ANNAPOLIS — ANNAPOLIS -- A state health department bill requiring certain doctors and patients to be tested for the virus that causes AIDS may be sinking under the weight of its own cost.
An official at the Johns Hopkins University School of Medicine in Baltimore said the legislation is a "financial disaster" that could cost Maryland's health care system $74 million a year.
"These costs would obviously be borne by the consumer, meaning higher health care costs," according to Dr. John G. Bartlett, infectious diseases division chief at Hopkins.
Dr. Bartlett registered his alarm in a letter to the chairman of the House of Delegates Environmental Matters Committee, which heard testimony on the bill yesterday.
The risk of health care workers and patients getting the deadly virus from each other is extremely small, he wrote.
The governor's chief lobbyist, David S. Iannucci, said the $74 million estimate is too high, but state health officials could not provide another estimate.
Several legislators said privately that they're worried by the bill's cost, which includes an annual $1 million expense for the strapped state government.
Associations representing nurses and hospitals also oppose mandatory testing because they say it does nothing to stop the spread of the deadly AIDS virus.
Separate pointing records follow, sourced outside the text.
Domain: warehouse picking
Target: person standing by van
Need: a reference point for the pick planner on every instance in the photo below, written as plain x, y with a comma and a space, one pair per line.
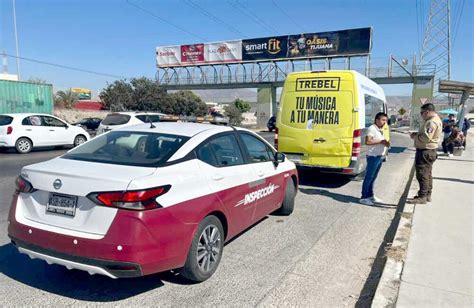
377, 146
426, 144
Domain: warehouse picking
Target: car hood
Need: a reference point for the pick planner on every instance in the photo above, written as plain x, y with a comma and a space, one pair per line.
81, 177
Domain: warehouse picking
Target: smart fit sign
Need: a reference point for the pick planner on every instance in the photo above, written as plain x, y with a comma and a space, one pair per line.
298, 46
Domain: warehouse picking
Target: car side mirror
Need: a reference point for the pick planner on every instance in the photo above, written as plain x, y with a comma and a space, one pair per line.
279, 157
The bill requires doctors, dentists and other health care workers who perform invasive surgical or dental procedures to be tested for the human immunodeficiency virus (HIV) that causes AIDS.
Although the bill doesn't say exactly what an invasive procedure is, health experts generally define it as one that is very bloody and poses a risk of HIV transmission.
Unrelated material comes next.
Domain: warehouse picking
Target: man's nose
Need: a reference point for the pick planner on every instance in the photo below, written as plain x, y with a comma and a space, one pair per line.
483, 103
In addition, the legislation calls for patients to be tested for HIV before an invasive procedure, which could apply to everyone who goes to a dentist for regular teeth cleaning.
Although he is not officially sponsoring the bill, Gov. William Donald Schaefer has been pushing for mandatory testing of health care workers for months, despite the objections of his own Task Force on HIV Prevention and Treatment.
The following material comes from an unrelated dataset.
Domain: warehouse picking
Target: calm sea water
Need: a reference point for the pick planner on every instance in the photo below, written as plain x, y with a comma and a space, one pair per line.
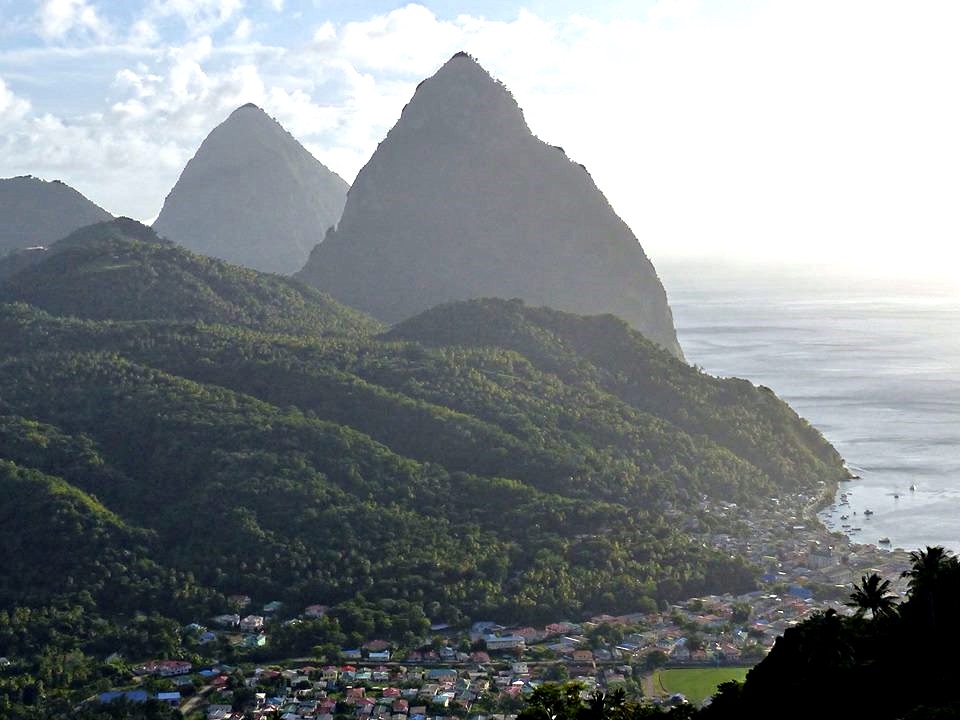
874, 365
State health department officials say they introduced the bill at the request of citizens worried about contracting the HIV virus in a doctor's or dentist's office.
Dr. David Acer, a Florida dentist who has died of AIDS, is believed to have infected five patients while working on their teeth. One of them, Kimberly Bergalis, 23, died from the disease in December. It's unclear how Dr. Acer's patients became infected, and lax sterilization of dental instruments has been cited as a possibility.
Under the Maryland bill, someone who sees a dentist for regular cleanings twice a year might have to undergo an HIV test before each appointment, state health officials said yesterday.
An HIV test costs $30 to $100, and patients may have to pay for their own tests if their insurance company won't, officials said.
"Eighty percent of the population truly believes they're not getting answers to their questions and have a feeling of mistrust," State Health Secretary Nelson J. Sabatini said. "The taxpayers are saying, 'Why doesn't someone do what I want for once in a while.' "
Opponents say the bill will not prevent the spread of AIDS, since health care workers are already expected to take certain precautions when coming into contact with a patient's blood.